Luanheite, according to MinDat, belongs to the silver amalgam group (yes, the same as your tooth fillings) and therefore is an amalgam mineral. So far, so good. An amalgam is an alloy and a combination of mercury with another metal, in this case silver. Most minerals, other than the native elements, are chemical compounds and held together by chemical bonding (several types of bonding) and may be transformed by chemical reactions. Amalgams, and most metals, are held together by metallic bonding where electrostatic forces are in play. This bonding is quite strong and therefore “holds together” the silver and the mercury.
With some continued interaction examining chemistry books, I found the answer. All elements in an amalgam are in an elemental state and have oxidation charges of zero. So, in the mineral luanheite, an amalgam, both mercury and silver are in oxidation states of zero. I suppose any student enrolled in CHEM 100 would know that; however, if I learned such, it “slipped my mind.”
Robert Cook wrote a great article in Rocks and Minerals (2002) describing the discovery and naming of luanheite. The crux of the story was your work is not finished till the paperwork is done. Cook posed the question, “if one discovered a pocket of this material [luanheite in Chile], a mineral unknown until the 1980s, its peculiarity and obvious rarity would suggest that timely formalization as a new species was not an urgent matter. Why then rush to publication?” As you might guess, a group of Chinese scientists had identified and published a description of the new mineral luanheite located in a gold-bearing alluvial gravel, a completely different environment from the Chilean volcanic tuff-hosted silver and mercury mine. Although the Chilean luanheite locality produces the finest specimens in the world, the Type Locality is an obscure river in China and the Type Specimen is a rounded small pebble; no photograph is included on the MinDat description.
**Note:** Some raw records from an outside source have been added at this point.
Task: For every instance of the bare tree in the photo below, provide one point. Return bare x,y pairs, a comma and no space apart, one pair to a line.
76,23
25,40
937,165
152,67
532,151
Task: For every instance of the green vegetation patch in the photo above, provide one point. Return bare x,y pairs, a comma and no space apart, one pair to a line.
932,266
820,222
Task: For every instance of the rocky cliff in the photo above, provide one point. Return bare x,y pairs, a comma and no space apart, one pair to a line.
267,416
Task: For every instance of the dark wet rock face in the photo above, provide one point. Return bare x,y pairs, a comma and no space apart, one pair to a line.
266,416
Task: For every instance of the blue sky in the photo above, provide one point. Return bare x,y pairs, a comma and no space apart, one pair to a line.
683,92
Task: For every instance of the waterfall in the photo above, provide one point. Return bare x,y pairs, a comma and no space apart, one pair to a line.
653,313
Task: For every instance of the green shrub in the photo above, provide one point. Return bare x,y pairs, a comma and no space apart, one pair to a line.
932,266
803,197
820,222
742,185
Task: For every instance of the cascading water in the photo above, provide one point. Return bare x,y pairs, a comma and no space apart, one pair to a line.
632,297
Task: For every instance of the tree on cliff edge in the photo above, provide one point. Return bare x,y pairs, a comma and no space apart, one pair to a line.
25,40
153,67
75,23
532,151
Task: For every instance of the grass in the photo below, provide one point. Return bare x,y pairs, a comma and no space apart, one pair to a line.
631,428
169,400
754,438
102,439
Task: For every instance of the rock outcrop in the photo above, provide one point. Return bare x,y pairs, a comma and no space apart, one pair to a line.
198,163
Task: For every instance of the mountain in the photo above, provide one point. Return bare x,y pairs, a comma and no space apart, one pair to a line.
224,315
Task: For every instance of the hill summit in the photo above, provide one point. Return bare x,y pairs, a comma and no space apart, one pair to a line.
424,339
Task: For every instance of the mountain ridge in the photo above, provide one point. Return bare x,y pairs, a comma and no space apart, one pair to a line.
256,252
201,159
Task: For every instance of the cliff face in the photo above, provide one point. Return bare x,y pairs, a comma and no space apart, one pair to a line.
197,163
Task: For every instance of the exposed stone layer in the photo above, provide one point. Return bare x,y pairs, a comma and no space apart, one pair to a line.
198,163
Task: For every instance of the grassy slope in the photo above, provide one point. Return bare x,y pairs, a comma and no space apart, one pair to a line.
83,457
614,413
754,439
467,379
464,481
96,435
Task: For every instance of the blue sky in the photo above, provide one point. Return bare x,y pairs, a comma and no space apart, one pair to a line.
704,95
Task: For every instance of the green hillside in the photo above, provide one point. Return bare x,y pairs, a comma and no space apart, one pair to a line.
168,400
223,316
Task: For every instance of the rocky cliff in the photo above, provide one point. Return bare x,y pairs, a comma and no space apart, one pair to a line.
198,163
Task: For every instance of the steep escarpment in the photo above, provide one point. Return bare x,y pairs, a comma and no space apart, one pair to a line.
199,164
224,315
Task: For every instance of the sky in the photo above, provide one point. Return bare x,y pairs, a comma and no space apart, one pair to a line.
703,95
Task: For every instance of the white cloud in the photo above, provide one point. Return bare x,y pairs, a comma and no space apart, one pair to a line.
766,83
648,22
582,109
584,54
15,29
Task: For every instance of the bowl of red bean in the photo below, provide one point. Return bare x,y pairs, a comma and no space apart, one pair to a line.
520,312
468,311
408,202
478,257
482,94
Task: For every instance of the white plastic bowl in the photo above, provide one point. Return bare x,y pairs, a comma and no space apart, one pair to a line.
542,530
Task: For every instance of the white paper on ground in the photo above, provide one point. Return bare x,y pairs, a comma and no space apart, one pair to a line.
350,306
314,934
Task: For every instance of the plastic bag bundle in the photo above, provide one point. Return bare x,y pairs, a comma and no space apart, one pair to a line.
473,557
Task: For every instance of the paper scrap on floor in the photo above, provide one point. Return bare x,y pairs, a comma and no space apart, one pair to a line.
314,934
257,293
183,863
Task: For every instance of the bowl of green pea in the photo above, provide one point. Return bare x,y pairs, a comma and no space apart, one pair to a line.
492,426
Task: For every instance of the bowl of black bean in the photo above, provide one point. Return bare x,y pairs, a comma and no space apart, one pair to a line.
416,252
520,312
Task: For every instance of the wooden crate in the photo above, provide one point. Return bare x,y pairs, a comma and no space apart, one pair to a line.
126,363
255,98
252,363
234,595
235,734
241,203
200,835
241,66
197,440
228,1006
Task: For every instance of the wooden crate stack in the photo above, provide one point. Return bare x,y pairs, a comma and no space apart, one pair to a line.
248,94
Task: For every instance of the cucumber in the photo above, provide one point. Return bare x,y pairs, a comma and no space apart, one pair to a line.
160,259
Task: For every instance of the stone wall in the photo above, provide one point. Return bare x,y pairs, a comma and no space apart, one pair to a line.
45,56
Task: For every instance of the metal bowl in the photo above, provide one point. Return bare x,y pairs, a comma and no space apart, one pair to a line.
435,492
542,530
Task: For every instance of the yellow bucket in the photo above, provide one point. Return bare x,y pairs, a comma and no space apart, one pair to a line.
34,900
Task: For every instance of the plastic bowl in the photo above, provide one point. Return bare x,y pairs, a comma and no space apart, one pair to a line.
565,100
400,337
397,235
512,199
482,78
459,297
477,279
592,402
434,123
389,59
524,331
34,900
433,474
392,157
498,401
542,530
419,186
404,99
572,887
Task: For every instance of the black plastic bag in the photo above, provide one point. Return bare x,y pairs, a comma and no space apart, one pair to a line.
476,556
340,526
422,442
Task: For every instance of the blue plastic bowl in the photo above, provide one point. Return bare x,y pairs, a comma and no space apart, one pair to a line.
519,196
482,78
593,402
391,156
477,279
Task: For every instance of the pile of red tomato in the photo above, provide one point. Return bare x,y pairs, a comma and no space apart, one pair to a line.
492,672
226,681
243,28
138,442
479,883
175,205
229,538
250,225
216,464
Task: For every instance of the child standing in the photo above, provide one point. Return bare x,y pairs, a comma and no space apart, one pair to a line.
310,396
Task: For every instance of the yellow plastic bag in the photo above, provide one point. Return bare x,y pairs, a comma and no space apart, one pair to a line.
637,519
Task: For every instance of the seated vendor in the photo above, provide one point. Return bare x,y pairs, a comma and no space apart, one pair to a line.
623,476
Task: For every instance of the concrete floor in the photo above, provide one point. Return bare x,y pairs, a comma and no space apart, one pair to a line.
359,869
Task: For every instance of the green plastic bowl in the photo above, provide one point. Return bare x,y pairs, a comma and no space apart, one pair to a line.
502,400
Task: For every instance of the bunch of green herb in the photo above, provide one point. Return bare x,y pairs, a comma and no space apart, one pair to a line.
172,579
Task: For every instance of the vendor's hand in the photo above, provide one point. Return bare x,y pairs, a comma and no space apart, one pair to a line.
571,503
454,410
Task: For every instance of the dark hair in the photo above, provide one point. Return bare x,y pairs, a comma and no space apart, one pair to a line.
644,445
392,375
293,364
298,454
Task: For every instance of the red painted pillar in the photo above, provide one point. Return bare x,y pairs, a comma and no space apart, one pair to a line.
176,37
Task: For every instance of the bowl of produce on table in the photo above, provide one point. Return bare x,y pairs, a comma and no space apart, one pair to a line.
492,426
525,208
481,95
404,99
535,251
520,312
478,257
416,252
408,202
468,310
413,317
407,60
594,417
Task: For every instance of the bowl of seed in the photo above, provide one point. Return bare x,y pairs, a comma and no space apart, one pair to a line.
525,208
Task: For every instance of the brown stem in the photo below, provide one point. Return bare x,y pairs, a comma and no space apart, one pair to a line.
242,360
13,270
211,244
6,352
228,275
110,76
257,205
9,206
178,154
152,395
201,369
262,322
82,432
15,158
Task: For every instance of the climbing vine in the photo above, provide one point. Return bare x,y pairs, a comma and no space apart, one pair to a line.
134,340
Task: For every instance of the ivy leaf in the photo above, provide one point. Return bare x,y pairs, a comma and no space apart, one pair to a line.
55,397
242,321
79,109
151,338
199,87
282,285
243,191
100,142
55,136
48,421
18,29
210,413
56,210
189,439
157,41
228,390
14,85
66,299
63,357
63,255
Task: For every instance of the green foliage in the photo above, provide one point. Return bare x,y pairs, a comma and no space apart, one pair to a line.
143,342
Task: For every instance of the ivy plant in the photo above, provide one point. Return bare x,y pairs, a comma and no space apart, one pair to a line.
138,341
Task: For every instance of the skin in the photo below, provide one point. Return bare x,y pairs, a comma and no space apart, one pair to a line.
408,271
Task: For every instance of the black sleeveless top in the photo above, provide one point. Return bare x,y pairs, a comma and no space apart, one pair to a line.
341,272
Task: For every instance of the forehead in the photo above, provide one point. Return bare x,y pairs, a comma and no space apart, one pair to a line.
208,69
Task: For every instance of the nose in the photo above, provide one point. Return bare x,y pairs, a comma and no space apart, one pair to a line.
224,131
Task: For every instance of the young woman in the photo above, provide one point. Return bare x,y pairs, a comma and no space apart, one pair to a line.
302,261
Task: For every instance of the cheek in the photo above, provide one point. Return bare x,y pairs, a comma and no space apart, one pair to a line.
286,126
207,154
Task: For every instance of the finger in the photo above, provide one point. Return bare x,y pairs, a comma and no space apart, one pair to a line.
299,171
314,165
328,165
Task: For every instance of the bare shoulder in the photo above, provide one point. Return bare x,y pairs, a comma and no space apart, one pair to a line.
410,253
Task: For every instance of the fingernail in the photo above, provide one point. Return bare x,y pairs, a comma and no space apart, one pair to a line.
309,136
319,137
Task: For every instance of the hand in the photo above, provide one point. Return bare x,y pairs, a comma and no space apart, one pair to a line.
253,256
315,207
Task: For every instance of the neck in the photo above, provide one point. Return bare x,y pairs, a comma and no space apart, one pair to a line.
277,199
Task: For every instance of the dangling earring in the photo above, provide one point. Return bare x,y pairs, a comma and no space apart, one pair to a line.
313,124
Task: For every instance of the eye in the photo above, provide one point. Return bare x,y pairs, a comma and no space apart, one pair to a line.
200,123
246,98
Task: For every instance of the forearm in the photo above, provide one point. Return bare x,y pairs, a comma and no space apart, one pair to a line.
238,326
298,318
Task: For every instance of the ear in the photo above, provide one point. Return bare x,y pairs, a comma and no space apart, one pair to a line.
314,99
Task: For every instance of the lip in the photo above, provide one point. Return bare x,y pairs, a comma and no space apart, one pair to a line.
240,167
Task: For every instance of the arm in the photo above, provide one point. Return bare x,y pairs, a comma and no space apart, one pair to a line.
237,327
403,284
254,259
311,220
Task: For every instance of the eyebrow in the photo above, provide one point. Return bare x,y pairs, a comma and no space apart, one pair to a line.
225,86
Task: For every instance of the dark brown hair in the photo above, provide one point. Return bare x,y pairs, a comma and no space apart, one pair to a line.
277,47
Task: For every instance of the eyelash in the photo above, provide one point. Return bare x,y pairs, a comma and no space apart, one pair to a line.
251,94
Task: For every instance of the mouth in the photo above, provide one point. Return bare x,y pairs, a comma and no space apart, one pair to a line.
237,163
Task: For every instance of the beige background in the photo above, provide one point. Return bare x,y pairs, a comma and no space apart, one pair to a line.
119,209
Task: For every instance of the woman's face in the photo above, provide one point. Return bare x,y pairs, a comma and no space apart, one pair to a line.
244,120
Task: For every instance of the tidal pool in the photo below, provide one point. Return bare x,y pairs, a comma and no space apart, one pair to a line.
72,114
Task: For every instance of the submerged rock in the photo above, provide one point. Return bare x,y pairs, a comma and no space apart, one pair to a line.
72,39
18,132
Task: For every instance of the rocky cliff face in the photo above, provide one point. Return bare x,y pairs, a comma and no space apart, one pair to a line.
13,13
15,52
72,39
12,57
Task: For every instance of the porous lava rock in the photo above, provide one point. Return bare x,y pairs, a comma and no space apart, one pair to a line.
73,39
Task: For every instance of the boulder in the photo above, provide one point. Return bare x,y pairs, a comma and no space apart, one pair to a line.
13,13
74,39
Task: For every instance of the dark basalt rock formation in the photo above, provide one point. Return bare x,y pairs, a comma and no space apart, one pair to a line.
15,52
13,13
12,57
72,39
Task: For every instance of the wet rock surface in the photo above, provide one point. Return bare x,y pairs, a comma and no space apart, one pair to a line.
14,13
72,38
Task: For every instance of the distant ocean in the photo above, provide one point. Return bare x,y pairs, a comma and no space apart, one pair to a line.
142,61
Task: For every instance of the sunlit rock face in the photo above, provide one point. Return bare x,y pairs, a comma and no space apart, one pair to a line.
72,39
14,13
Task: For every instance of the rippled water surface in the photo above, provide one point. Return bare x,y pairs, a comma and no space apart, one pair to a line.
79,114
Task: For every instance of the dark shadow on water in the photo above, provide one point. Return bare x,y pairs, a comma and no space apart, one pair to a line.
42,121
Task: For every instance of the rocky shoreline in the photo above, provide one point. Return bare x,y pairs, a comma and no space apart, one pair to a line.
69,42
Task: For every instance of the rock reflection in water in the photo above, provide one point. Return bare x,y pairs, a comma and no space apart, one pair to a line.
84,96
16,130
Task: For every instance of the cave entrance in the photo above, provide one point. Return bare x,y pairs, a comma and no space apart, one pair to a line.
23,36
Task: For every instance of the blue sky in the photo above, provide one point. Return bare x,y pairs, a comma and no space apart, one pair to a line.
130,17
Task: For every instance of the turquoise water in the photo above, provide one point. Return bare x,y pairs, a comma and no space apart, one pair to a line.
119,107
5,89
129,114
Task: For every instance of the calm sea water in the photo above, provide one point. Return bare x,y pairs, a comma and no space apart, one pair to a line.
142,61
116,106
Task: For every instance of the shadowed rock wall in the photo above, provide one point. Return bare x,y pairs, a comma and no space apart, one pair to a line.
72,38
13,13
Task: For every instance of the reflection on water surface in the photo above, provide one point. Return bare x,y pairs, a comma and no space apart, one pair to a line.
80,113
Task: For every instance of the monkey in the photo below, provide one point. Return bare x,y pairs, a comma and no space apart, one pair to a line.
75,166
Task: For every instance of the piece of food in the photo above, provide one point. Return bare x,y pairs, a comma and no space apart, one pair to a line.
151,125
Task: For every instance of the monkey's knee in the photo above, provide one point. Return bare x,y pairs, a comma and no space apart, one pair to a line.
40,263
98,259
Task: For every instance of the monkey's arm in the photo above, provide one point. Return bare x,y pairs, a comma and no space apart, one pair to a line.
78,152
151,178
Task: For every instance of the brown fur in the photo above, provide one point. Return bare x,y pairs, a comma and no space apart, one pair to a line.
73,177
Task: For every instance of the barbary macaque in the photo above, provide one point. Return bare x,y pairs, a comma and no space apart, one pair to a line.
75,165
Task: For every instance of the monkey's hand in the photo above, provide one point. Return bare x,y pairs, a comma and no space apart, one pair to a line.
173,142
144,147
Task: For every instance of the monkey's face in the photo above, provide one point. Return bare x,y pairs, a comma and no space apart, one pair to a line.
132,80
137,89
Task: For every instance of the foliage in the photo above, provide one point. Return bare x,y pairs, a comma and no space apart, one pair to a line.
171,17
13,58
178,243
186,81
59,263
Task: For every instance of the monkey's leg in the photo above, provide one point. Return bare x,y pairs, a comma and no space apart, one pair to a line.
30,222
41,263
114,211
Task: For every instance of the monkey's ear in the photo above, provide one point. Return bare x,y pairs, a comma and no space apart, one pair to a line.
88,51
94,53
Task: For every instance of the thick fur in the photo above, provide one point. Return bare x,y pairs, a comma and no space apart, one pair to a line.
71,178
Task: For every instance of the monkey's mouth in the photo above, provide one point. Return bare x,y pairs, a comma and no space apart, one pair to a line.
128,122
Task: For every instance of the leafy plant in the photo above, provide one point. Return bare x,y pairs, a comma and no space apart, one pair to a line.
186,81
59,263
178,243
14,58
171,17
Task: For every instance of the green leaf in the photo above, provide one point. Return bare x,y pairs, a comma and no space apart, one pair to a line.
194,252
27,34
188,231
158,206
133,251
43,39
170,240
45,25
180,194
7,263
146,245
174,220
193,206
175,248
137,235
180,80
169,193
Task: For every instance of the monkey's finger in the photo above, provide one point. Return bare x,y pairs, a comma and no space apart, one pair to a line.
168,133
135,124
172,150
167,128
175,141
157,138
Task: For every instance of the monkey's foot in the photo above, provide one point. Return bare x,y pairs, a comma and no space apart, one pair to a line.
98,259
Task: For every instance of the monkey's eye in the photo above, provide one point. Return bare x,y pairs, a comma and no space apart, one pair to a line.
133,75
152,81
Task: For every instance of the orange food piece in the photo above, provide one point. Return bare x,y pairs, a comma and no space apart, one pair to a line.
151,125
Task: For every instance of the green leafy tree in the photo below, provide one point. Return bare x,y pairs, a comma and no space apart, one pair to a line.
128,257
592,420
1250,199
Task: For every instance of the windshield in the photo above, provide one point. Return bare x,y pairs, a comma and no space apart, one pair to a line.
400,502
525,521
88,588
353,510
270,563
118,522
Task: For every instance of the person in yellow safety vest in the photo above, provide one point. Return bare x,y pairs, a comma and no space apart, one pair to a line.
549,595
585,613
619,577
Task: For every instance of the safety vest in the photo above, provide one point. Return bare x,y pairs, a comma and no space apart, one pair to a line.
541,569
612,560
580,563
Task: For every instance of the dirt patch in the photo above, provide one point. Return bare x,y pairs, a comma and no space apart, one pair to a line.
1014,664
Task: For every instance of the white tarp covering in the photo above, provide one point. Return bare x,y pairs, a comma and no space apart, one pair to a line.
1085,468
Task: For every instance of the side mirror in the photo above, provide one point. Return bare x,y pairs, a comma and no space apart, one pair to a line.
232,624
Dark metallic gray-black sheets of luanheite on a matrix of volcanic tuff. The specimen was collected in 1985, the year that information about the rare find was published. Width FOV ~9.0 mm.As Cook described, luanheite closely resembles native silver, ranging in color from gray, white to black, has a metallic luster, a hardness of ~2.5 (Mohs), and is soft and malleable. It usually is massive, granular, or sheetlike; however, at the Chilean Elisa de Bordos mine it may occur in arborescent growths. The chemistry remains constant across mineral grains indicating it is a mineral and not just a jumbled mixture of silver and mercury.
This
has been a tough assignment but perhaps something sort of perked me up---Richard
Faynmann: Study hard what interests you the most in the most undisciplined, irreverent,
and original manner possible. I can, at times, be quite irreverent and
undisciplined!!
REFERENCES CITED
Callaghan, E. (1973) Mineral Resource Potential of Piute County, Utah, And Adjoining Area: Utah Geological & Mineralogical Survey Bulletin 102.
Chenoweth, W.L., 2007, History of uranium production, Marysvale district, Piute County, Utah, in Willis, G.C., Hylland, M.D., Clark, D.L., and Chidsey, T.C., Jr., editors, Central Utah―Diverse geology of a dynamic landscape: Utah Geological Association Publication 36.
Cook, R.B., 2002, Connoisseur's Choice: Launheite: Elisa de Bordos Mine, Northern Chile, Rocks & Minerals, vol. 77 no. 2.
TRIVIA. Although my mind might have lost some knowledge once learned in chemistry, one thing that has not disappeared in those 60+ years is a small tavern on 11th St. in Hays, the Brass Rail. Just a laid-back place with cold drafts of Coors for $.15 (in the early 1960s).
The Brass Rail on 11th St. in Hays, Kansas. Parked in front is a great 1955 Chevy. Photo and car courtesy of Jeff Thisted.